Unkoordinierter Netzausbau verteuert die Energiewende

Gegenwärtig distanzieren sich Minister der Bundesregierung zunehmend von den Zielen der Energiewende. In gänzlich ungewohntem Einklang zweifeln der Wirtschaftsminister und der Umweltminister an, dass der Zeitplan der Energiewende noch einzuhalten ist. Die Angst geht um, noch vor der Bundestagswahl deutliche Strompreiserhöhungen vertreten zu müssen. Diese könnten in der Tat ins Haus stehen, sind aber nicht in vollem Umfang der Energiewende anzulasten. Ein erheblicher Teil der Kostenexplosion ist auf ein wenig kostenbewusstes Management der Energiewende zurückzuführen.
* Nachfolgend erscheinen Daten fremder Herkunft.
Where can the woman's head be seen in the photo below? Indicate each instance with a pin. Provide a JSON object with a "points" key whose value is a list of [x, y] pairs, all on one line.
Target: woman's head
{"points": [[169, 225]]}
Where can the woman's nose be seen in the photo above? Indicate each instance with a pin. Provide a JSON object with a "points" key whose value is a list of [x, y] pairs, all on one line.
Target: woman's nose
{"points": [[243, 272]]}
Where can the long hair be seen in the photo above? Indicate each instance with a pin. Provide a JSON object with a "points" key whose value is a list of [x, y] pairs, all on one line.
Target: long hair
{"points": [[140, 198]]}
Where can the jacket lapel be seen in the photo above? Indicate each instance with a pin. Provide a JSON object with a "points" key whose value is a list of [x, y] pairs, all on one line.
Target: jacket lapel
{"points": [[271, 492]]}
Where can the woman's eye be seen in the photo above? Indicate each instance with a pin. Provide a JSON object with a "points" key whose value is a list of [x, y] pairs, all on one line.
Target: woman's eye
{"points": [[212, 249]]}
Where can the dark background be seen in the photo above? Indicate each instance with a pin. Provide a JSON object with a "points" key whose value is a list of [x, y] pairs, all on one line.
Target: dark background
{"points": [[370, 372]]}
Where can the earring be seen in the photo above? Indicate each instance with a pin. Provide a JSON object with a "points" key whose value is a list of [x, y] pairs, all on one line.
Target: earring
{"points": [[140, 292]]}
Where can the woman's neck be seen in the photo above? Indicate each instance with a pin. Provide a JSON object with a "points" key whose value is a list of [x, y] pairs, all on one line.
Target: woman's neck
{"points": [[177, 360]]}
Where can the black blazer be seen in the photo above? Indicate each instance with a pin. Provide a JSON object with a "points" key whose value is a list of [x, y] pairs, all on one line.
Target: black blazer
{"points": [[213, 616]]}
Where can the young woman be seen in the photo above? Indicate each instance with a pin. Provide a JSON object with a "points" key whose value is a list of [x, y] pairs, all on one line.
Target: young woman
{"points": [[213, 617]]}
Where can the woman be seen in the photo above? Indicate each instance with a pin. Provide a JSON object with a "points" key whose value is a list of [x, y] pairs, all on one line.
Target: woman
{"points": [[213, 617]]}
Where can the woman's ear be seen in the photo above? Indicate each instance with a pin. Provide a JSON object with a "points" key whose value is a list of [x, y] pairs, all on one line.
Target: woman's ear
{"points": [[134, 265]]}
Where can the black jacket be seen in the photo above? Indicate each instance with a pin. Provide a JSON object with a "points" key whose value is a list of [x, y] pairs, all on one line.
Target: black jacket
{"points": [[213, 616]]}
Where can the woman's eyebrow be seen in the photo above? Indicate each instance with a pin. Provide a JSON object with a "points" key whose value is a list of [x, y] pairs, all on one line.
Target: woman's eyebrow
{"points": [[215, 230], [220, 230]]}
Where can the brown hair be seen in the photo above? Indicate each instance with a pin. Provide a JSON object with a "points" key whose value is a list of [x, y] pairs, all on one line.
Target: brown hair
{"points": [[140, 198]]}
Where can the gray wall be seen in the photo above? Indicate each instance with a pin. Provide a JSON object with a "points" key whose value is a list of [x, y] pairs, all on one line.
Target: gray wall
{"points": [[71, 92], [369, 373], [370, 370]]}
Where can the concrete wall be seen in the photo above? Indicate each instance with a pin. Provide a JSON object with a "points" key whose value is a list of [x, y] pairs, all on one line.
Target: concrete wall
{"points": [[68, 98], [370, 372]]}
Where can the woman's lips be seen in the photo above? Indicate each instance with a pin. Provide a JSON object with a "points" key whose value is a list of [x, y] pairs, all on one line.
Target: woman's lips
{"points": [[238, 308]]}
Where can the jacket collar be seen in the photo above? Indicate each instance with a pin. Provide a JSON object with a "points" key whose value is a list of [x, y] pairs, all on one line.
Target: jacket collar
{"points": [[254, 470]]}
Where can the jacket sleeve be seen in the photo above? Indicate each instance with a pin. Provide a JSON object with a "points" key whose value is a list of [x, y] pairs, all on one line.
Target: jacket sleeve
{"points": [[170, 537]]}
Netzausbau und Stromerzeugung

Die grundlegende Idee des aktuellen Netzausbauplans ist schnell beschrieben: Auf alles vorbereitet sein, was da kommen könnte. Wer irgendwo irgendwie irgendwann Strom erzeugen möchte, soll das bitteschön tun. Aufgabe der Netzplanung ist es, für all diesen Strom Transportwege zu öffnen. Das wäre vielleicht ein gangbarer Weg, wenn Strom immer bedarfsgerecht produziert würde. Das wird jedoch nicht der Fall sein, weil sowohl im Bereich regenerativer Energien als auch im Bereich herkömmlicher Kraftwerke Subventionen gewährt werden, die eine bedarfsunabhängige Vergütung garantieren. Die Stromlogistik, wenn man es denn so nennen möchte, unterliegt durchaus ähnlichen Gesetzen wie die Güterlogistik. Solange der Bedarf der Kunden einigermaßen genau prognostizierbar ist, können Spediteure ihre Kapazitäten entsprechend planen. Schwierig wird die Planung, wenn jeder staatliche Leistungen beanspruchen darf, der irgendetwas im Kreis herumfahren lässt.

Überkapazitäten drohen

Der Ausbau der Photovoltaik und der Windenergie wird zwangsläufig dazu führen, dass unter sehr günstigen Wetterbedingungen das Angebot an Strom kurzfristig die Nachfrage übersteigt. Die gegenwärtige Planung sieht nicht vor, dann auch zukünftig einzelne Erzeuger vom Netz zu trennen, wie das heute geschieht. Stattdessen soll der gesamte Strom eingespeist werden und gegebenenfalls als Billigstrom im benachbarten Ausland verkauft werden. Das rechnet sich kaum, wenn die Kosten des dafür erforderlichen Netzausbaus berücksichtigt werden. Hinzu kommen die Probleme mit den neu zu errichtenden Gaskraftwerken, vielleicht auch einigen Kohlekraftwerken. Diese werden benötigt, um wetterbedingte Leistungseinbrüche bei Wind- und Solarstrom zu kompensieren. Auch hier setzt die Planung der Regierung auf Marktanreize, über deren genaue Ausgestaltung noch keine Klarheit besteht. Fest scheint zu stehen, dass allen Betreibern irgendwelche Subventionen gezahlt werden sollen, die irgendwo ein Kraftwerk bauen. Den Netzbetreibern fällt auch hier die Aufgabe zu, überall und sofort für entsprechende Leitungen zu sorgen.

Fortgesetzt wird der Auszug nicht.